The great IT risk measurement debate, part 2
IT risk—can it be measured, modeled, mitigated? Part two of Alex Hutton and Douglas Hubbard's discussion covers likelihood statements, the placebo effect on risk perception, and much more.
By Bill Brenner
March 02, 2011 — CSO —
For the beginning of this discussion, see part one. We left off with Alex Hutton pointing out the problem with creating rigid risk management requirements when the measurement of risk is flawed to begin with.
The players:
Alex Hutton is research and intelligence principal at Verizon Business and was previously CEO of Risk Management Insight.
Doug Hubbard is the author of The Failure of Risk Management and How to Measure Anything
, and is the CEO of Hubbard Decision Research.
Alex Hutton: We need something that's much more flexible, where we have dozens of models for dozens of uses in the management of risk that may be informative independent of [identifying] likelihood and impact. One of the greatest things that happened to me moving from Risk Management Insight over to Verizon was that Verizon had a completely different, epidemiologically based view of risk—"Let's go to the source of things that were incidents, and let's do a study."
Dr. [Peter] Tippett [vice president of industry solutions and security practices at Verizon Business] is a medical doctor and a Ph.D., with years of epidemiological experience, so his approach was, "Let's start gathering data. Let's build the framework by what data we need to extract out of that, what's meaningful and so forth." And this just blew my mind—a completely different view of risk and what creates it. And so I would rather, as I said, that people focus on gathering data and then looking for interesting correlations and using those to be actionable, rather than worrying about whether or not their likelihood statements are really reflective of reality.

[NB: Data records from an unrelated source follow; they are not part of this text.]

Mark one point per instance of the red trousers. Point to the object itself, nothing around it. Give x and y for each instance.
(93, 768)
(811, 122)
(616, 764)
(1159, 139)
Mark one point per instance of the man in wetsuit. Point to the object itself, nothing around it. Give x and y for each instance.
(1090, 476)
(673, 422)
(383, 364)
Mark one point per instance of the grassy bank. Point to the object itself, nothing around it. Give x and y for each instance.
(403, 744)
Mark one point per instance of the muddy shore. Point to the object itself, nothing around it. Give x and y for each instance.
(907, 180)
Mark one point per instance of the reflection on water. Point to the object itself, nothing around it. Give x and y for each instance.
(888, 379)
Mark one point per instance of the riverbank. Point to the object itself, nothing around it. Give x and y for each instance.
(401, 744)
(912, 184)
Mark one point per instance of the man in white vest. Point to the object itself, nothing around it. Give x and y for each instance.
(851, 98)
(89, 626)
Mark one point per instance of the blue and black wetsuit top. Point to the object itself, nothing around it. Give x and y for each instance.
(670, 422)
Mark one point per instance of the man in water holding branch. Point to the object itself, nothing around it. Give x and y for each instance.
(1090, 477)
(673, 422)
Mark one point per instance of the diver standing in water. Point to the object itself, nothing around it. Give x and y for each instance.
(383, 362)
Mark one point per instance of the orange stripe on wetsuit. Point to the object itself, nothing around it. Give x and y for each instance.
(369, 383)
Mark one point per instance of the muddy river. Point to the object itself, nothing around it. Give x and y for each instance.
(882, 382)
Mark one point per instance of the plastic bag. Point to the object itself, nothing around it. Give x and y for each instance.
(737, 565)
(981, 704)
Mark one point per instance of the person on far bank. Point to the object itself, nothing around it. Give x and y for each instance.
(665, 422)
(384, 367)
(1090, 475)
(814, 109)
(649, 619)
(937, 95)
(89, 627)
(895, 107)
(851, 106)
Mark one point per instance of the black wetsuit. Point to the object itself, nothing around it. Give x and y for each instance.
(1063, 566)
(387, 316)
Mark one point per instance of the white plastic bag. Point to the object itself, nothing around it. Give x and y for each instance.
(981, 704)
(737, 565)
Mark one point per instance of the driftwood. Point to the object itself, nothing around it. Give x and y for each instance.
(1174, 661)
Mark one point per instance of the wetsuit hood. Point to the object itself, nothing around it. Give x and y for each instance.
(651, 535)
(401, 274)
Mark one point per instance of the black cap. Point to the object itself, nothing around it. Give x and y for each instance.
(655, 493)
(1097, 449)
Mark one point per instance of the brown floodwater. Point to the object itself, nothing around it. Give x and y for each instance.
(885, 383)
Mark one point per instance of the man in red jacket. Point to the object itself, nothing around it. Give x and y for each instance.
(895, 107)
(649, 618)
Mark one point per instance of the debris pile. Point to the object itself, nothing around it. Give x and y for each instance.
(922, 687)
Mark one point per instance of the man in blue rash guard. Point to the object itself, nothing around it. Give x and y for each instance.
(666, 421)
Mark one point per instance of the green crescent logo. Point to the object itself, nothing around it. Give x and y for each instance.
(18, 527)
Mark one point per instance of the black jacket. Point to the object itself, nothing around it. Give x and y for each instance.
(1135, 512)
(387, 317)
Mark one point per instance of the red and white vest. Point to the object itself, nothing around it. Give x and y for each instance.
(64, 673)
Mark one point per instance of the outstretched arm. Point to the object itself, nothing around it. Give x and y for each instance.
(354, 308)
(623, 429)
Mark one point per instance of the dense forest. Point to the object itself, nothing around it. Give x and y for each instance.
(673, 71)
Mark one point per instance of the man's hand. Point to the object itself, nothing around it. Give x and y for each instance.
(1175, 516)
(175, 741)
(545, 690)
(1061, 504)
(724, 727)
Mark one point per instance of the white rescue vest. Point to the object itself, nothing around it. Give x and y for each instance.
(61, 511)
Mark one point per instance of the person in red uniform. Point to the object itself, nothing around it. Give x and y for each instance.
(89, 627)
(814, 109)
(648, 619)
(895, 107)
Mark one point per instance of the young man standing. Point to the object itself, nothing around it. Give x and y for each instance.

At some point I think we can get to that, and probably much sooner rather than later, but right now, no standard is helping anyone do anything that would stand up to any scrutiny in any of your books. [There's no standard] where, in my eyes or in the eyes of any professional, really, you would say, "Aha! You have a decent model."
Douglas Hubbard: There's a couple of ways to compare these sorts of things [such as security incidents]. One is, if you look at a whole system, can we take a whole bunch of examples of different organizations using some methodology, and can we have a large enough number of trials over a longitudinal study that would show that you're better off with one method than with another, by looking at the shareholder value of the firms and things like that?
Read much more CSOonline coverage of critical issues in security metrics
Since there hasn't been anything like that for infosec yet that I'm aware of, the other approach is component testing: We can at least be sure whether or not the gears of the clock work.
Hutton: That's where I was going to go. That's one of the reasons why I think everybody should read your book rather than worry about getting an industry certification if they're really interested [in risk management].
Hubbard: Look at likelihood statements. There is such a large number of likelihood statements for an individual. I mean, if you start capturing all of them over the course of a year, in a year or two an organization will have a very large number of likelihood statements for a large number of analysts. And if you looked at all the likelihood statements and someone was saying that "these things are 10 percent likely per year," well, about 10 percent of those events should have happened in the course of the last 12 months so.